Everything I have comes from God, & I’m so thankful! I have been so blessed w/so much love from family & friends too, & am so grateful for that! I am also grateful to be able to have the means to afford the therapy I need!

HOW ARE CHRIST’S SACRIFICE & MY SPEECH RELATED?

I know people compare their lives sometimes to rollercoasters. Lately, my life has not only been like a rollarcoaster, but DisneyWorld has a ride called ” The Many Adventures of Winnie the Pooh” that my life seems to literally & figuratively be like the Winnie the Pooh ride, where guests ride in “spinnable” honey pots through what was conceptualized as the best scenes from the three Winnie the Pooh featurettes, & the tracks take you on a wild ride, turning & twisting, banging into doors & walls, etc.

maya & dima came Thursday night, 12/19. maya is staying at our home, & doing a fabulous job at learning 2 languages (english & “jenny-ese”)! dima i hardly ever see–he’s staying w/some neighbors.

I keep a practice log for music therapy, & thought I’d share these notes from it:

Friday, 12/20–Our 1st full day w/Maya (our Ukranian visitor who barely speaks English)—both of us seem to have improved w/our English skills, & she seems to understand me!

Sat., 12/21–I told Maya that she looked “beautiful”, & she totally understood me!

Mon., 12/23— Today was the 1st day I had to use google translate w/Maya

Christmas Eve, I saw a friend who hasn’t seen me in a year. Last time she saw me, I could vocalize & say things like “ah”, but that was it. That particular day was a very good speaking day, so I’d answer her questions w/words & short sentences. She did quite well at understanding me, & was almost in tears that we were TALKING, & loved telling people, “did u know she can talk?!?”

this month, we celebrated the birth of Christ. Why is that birth so important? the answer is in John 3: 16, which says: For God so loved the world, that he gave his only begotten Son, that whosoever believeth in him should not perish, but have everlasting life.

Recently (ironically on Christmas Morning), I had an experience that had me marvel at the Christlike behavior I saw, & I thought: did Christ not also sacrifice himself 4 me? It seems a sacrifice worth remembering, & the best way to honor that sacrifice is to do what that sacrifice was for: repent & change.

For me, part of my changing requires me to return to no signing days.
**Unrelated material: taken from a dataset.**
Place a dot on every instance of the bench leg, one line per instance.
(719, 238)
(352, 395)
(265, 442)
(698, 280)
No signing days stopped over the summer w/the family when Dima & Maya came (though I still did it Wed. mornings w/Angie, until very recently).

I’ve been to chicken to do this, & I keep brushing aside: “While no signing days have been helpful for me to re-learn speech, there is another benefit, & it will help me in other ways as well.” Even though my speech is like 100 times better, i am scared & terrified of doing no signing days again, & I’ve been justifying it, by thinking, “Well, I often speak the majority of any day now, & only sign when I HAVE to, anyway!” But I’ll be upset if I don’t try it out, too, & it seems like it is precisely what I think I need, in order to grow the way I should!